Sabina.   E di te stesso

prendi sí poca cura? Ove t’inoltri
fra’ notturni tumulti? Un traditore
non potresti incontrar? Forse che ad arte
fu desto questo incendio. Il reo si scopra
pria di fidarti.
Adriano.   È giá scoperto il reo.
Lo conosco. È Farnaspe. Amor lo spinse
all’atto disperato; in mezzo all’opra
fu còlto da’ custodi; è fra catene:
non v’è piú da temer. (tutto con fretta, partendo)
Sabina.   Dunque lo stolto...
Adriano. (Se non trovo Emirena, io nulla ascolto.) (parte)

SCENA XIV

Sabina e poi Emirena.

Sabina.

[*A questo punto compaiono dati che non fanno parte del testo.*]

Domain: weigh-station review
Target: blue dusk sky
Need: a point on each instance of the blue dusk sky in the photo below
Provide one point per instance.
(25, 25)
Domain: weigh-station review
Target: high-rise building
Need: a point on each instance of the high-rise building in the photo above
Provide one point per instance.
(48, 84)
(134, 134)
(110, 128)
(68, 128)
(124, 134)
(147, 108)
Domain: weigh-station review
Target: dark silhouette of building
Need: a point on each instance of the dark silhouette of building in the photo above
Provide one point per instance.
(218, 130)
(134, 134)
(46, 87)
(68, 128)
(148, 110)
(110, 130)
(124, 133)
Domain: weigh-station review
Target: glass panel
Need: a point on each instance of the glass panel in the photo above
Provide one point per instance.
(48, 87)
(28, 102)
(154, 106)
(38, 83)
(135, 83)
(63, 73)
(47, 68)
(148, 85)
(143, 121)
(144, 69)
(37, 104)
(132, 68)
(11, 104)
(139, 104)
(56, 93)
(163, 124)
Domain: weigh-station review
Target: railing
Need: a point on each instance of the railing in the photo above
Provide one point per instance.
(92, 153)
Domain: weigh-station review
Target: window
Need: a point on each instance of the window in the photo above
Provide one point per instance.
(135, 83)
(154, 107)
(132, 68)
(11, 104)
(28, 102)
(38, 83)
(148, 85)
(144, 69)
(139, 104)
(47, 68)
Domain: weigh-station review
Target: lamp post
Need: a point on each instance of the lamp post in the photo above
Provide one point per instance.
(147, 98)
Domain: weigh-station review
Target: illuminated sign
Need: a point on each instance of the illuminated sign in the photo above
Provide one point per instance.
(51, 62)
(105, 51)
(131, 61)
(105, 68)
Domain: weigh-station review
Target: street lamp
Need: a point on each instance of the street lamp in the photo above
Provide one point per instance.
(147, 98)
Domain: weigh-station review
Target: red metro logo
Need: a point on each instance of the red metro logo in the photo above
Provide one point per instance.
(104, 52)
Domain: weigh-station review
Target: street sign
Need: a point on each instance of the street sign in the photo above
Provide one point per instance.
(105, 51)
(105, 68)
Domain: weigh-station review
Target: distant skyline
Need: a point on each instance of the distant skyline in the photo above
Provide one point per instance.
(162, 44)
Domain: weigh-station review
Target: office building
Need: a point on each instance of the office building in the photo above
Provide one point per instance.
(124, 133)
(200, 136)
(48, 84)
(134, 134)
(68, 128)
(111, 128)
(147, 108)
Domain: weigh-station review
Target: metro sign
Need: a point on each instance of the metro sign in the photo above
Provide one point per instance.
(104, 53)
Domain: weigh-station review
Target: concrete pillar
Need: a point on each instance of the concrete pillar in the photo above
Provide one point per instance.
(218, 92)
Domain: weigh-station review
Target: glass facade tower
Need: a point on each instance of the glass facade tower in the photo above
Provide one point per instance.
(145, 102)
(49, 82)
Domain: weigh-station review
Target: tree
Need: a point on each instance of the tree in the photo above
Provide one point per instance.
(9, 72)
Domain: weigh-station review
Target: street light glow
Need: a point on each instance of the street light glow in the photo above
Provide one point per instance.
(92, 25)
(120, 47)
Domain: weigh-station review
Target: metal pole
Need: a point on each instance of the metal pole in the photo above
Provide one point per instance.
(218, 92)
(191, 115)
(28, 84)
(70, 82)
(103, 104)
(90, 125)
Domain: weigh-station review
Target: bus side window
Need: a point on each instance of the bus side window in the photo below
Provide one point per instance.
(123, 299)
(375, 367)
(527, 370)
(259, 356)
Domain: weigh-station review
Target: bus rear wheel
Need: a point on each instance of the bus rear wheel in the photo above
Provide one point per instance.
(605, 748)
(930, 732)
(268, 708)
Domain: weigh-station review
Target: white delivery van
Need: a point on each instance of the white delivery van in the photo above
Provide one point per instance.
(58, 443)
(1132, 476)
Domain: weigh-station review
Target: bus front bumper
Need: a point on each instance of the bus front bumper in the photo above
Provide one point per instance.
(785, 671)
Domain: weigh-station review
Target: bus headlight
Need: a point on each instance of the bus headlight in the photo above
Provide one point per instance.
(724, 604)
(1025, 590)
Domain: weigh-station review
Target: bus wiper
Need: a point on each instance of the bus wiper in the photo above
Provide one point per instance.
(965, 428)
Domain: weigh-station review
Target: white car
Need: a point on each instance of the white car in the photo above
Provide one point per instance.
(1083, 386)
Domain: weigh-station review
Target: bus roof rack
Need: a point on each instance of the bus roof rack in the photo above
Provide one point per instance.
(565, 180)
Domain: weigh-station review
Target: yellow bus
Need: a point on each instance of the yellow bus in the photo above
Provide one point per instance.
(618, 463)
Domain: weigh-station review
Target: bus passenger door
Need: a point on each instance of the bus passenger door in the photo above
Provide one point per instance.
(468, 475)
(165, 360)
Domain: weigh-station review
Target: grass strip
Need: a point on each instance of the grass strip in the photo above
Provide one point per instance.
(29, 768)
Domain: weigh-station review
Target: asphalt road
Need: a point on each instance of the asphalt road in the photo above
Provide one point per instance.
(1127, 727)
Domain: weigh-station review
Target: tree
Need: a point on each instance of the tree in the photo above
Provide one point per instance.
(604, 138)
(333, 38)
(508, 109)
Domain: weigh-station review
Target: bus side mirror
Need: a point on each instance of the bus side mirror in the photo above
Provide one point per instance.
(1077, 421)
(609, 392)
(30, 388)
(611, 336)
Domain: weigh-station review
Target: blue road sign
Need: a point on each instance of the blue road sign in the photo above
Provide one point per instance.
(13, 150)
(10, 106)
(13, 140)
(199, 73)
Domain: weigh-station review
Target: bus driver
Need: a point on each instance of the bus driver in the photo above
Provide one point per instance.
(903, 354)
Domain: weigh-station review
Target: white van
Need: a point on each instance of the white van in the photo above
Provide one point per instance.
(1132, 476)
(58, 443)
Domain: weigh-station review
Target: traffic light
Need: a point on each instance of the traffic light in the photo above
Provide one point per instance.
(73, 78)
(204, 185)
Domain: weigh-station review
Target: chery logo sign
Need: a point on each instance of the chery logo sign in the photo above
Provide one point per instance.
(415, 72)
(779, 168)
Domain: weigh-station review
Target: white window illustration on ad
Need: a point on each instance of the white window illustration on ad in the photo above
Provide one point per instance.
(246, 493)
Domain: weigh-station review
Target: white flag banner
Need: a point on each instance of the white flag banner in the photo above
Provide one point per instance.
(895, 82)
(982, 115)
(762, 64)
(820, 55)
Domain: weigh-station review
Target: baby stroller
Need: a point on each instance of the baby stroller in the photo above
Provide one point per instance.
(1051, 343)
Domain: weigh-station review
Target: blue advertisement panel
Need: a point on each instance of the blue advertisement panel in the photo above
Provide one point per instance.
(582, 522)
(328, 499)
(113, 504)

Senti... Come mi lascia!

Che disprezzo crudel! Tutto si soffra.
Seguiamo i passi suoi. (in atto di partire)
Emirena.   Soccorso! aita!
Sabina.
Sabina.   Eterni dèi!
Mancava ad insultarmi anche costei.
Emirena. Che avvenne, Augusta?
Sabina.   E a me lo chiedi? Intendo:
vuoi che de’ tuoi trionfi
t’applaudisca il mio labbro. È vero, è vero,
son que’ begli occhi tuoi
rei di mille ferite. A lor talento
si sconvolgono i regni. Ognun t’adora;
ti cede ogni beltá. Sparta non vanti
la combattuta greca: ostenta ancora
le meraviglie sue l’etá novella;
tu sei l’Elena nostra, e Troia è quella.
  (accenna le fiamme)
Emirena. Ah! qual senso nascoso
celano i detti tui?
Sabina. Farnaspe tel dirá. Chiedilo a lui. (parte)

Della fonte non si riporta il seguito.